Only half of councils said there were enough local childcare places for under-twos, while less than one in five had enough places for children with SEND, a major annual survey shows.
There have been widespread drops in the number of childcare places in England over the past year, a new report shows, as pressure mounts on the government to invest more in the struggling early-years sector in next week’s budget.
Childcare availability has fallen across several categories, according to a major annual survey by the charity Coram Family and Childcare. For example, only half of councils said there were enough childcare places for children under two in their area, down 7% on the year. Just under half said there were enough places for children whose parents work full-time, a drop of 11%. After-school clubs for primary-school children also fell slightly.
“The need for reform of the childcare system is urgent. As well as eye-watering bills, parents are facing widening gaps in availability of the childcare they need,” said Megan Jarvie, head of Coram Family and Childcare. “As the chancellor decides his budget, we urge him to recognise the value of investing in childcare.”
The report comes the same day as new data from Nesta, a social innovation group, which shows that childcare costs take up almost a third of median wages on average – and even more in big cities such as London and Manchester. Bridget Phillipson, Labour’s shadow education secretary, is also due today to announce a promise to overhaul the government’s childcare subsidies for three and four year olds and extend them to younger children.
It’s rare that we see drops in availability right across all categories, in the way that we have seen this year.
The UK’s patchy and expensive childcare system has increasingly been under the spotlight in recent months. Business lobby groups, think-tanks and Tory MPs have called for an overhaul of the sector ahead of next week’s budget, voicing concerns that childcare issues are stifling the economy by preventing parents from working. This has turbo-charged longstanding demands from families and campaigners.
The current childcare debate has largely focused on costs – UK families pay amongst the highest childcare fees in the world, largely because the state invests relatively little in this sector compared to other developed countries. But, as the Coram report shows, an equally important issue is that many families struggle to find spaces at all.
Almost half (44%) of councils surveyed said that some or many local childcare providers had cut their opening hours over the past year, in a climate where many are struggling to find staff or make ends meet. The latest government data also shows that the number of childcare places at registered providers fell by 2% last year, having been broadly stable since 2015.
“It’s rare that we see drops [in availability] right across all categories, in the way that we have seen this year,” Jarvie said. “We’ll normally see one or two categories going up, one or two going down, a bit of a mixed picture. This feels a bit different.”
Coram, the UK’s oldest children’s charity, has conducted its annual childcare survey since 2002. The report found that it now costs £146 per week on average just for a part-time nursery place for a two-year-old, ranging from £125 in the East Midlands to £188 in inner London.
Coram’s report shows that childcare shortages are often affecting the families who need it the most. This includes families on low or even mid-level incomes, as well as those whose children have special needs or disabilities.

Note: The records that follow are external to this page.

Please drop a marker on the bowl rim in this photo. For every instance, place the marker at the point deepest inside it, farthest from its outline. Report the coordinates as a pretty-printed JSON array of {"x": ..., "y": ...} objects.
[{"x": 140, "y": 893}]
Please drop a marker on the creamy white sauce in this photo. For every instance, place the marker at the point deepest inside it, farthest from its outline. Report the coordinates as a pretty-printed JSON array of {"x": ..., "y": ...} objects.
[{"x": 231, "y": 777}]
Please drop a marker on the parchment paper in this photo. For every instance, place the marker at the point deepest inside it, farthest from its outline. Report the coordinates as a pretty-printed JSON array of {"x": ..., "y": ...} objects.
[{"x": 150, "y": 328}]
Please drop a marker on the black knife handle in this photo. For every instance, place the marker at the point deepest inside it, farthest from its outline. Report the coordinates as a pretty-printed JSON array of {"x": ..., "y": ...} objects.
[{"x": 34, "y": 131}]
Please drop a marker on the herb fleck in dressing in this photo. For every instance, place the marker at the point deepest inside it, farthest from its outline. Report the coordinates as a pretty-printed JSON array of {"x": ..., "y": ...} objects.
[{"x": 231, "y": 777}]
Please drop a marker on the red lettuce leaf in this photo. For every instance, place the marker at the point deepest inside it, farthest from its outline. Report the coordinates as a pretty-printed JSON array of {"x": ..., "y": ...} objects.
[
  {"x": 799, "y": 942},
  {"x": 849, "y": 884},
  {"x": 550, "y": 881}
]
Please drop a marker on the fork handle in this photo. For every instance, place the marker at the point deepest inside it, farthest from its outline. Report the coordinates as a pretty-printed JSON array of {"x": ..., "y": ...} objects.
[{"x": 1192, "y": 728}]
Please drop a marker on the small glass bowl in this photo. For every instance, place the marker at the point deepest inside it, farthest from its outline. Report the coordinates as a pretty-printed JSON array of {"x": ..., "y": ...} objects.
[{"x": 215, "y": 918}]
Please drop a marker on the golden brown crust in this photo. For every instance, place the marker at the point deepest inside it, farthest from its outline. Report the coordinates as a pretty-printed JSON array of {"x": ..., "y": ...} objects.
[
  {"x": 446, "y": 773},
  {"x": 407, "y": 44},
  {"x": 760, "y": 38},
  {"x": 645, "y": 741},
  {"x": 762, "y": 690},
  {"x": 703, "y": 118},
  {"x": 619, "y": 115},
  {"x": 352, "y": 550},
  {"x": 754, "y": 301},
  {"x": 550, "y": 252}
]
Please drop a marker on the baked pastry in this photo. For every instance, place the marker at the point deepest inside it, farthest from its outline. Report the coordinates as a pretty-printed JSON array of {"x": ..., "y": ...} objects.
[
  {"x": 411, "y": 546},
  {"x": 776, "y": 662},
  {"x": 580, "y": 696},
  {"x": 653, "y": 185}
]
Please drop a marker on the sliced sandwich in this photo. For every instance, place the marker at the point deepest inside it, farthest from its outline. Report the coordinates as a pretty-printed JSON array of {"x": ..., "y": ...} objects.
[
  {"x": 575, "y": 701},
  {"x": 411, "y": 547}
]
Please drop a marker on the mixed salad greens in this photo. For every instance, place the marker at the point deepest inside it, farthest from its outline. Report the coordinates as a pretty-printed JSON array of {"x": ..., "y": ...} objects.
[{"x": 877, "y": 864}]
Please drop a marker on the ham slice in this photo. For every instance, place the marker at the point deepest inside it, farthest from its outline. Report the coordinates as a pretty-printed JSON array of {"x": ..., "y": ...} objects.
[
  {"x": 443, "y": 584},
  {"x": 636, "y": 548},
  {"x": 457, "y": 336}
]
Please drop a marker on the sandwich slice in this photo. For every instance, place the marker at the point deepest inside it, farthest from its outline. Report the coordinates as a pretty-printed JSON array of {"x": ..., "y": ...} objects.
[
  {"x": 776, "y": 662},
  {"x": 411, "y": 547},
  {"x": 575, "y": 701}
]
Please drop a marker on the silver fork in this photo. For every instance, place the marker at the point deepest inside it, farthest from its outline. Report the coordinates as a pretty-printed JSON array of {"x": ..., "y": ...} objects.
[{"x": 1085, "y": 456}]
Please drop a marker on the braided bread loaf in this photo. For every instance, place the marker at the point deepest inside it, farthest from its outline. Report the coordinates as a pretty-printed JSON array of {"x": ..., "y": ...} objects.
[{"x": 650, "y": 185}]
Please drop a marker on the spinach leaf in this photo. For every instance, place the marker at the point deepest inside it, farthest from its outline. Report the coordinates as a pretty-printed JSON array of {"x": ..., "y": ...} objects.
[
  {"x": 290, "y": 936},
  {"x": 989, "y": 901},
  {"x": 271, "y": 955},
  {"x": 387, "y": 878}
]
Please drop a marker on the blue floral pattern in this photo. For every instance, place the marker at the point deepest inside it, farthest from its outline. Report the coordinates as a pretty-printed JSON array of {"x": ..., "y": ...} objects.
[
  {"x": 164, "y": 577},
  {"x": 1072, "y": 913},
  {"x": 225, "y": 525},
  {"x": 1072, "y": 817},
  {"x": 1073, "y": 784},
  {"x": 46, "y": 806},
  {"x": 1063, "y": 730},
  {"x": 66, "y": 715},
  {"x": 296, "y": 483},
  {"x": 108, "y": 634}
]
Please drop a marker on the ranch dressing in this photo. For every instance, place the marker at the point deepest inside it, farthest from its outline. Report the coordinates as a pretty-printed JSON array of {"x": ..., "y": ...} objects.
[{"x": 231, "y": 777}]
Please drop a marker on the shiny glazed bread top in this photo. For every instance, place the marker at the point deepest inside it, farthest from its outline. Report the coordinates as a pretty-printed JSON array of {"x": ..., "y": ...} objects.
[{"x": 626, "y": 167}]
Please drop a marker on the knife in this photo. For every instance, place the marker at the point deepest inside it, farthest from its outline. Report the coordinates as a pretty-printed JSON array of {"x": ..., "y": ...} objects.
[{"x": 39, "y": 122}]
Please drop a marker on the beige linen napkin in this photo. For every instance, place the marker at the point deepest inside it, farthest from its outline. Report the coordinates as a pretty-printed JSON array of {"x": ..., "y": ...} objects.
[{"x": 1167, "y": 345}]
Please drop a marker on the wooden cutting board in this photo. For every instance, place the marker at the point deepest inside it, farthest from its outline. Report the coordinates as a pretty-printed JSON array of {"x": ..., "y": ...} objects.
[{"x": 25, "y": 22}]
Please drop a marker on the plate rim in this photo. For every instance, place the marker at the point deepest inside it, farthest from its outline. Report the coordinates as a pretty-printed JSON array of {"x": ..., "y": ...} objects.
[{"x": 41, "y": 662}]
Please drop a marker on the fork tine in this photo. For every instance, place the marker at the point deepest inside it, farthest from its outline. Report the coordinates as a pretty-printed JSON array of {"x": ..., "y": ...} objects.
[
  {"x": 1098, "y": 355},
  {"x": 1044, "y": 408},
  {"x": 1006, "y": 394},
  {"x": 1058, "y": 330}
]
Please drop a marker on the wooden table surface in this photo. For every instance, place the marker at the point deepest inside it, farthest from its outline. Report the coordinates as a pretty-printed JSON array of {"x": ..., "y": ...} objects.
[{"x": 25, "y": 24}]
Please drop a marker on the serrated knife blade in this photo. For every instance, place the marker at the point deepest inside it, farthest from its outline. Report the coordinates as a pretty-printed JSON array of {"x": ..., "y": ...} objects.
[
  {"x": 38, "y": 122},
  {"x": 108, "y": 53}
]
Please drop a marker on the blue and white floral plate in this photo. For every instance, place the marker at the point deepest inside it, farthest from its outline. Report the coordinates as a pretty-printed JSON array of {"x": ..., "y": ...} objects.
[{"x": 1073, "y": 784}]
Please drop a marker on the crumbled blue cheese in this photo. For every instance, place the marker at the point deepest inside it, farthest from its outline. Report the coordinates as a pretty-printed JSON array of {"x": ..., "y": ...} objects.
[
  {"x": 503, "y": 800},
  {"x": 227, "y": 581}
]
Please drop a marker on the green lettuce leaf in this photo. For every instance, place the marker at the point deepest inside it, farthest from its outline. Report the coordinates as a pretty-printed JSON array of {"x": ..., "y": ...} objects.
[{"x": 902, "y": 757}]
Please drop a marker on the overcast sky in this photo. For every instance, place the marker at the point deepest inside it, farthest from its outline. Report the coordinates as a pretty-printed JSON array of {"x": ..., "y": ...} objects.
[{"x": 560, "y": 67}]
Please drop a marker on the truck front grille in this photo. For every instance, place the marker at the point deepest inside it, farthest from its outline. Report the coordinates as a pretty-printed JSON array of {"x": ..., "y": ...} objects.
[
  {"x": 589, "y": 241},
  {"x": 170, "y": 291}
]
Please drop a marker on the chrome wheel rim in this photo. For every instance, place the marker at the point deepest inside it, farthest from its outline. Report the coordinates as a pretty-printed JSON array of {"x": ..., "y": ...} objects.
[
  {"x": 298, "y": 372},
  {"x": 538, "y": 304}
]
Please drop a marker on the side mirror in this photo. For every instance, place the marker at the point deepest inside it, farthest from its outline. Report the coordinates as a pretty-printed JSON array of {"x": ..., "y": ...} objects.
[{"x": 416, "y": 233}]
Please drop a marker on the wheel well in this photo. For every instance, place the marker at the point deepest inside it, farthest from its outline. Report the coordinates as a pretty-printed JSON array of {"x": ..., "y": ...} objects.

Less than three-quarters (73%) of councils said there were enough “15-hour entitlement places” in their local area, a drop of 6%. This ranged from 45% of councils in the East of England to 100% of councils in the North-East.
“Entitlement places” refers to a government scheme that gives nurseries and childminders funding to provide 15 hours of free childcare per week for every child aged 3-4. In many households with two working parents, this goes up to 30 hours. But childcare providers say the government gives them too little funding for this scheme, forcing them to offer the spaces at a loss, charge parents top-up fees, or stop offering them.
The outlook for children with special needs or disabilities was particularly stark – just 18% of councils said there were enough local childcare spaces for this group, a drop of 3%.
“Coram’s report makes for shocking reading, with vulnerable children…being most at risk of having no early-years support or education,” Purnima Tanuku, chief executive of the National Day Nurseries Association, said. “This situation must be resolved with adequate investment from the government.”
An NDNA survey of over 470 nurseries, also released today, found that almost four in ten (38%) expect to operate at a loss this year, rising to almost half (45%) in deprived areas (see graphic above). Nurseries had to make up an average shortfall of over £1300 per child per year for a 15-hours entitlement place, the survey found.
NDNA data also shows that nursery closures accelerated in 2022, compared to the previous year, with a disproportionate number in deprived areas. This is particularly concerning because early-years childcare can help to close attainment gaps between children from rich and poor families, by helping all children to start school on a more equal footing.
Coram’s report lists specific solutions that would help ensure more affordable and accessible childcare. These include reviewing the government’s funding rate for entitlement places, extending the 30 hours scheme to more families, and improving support for children with special needs and disabilities.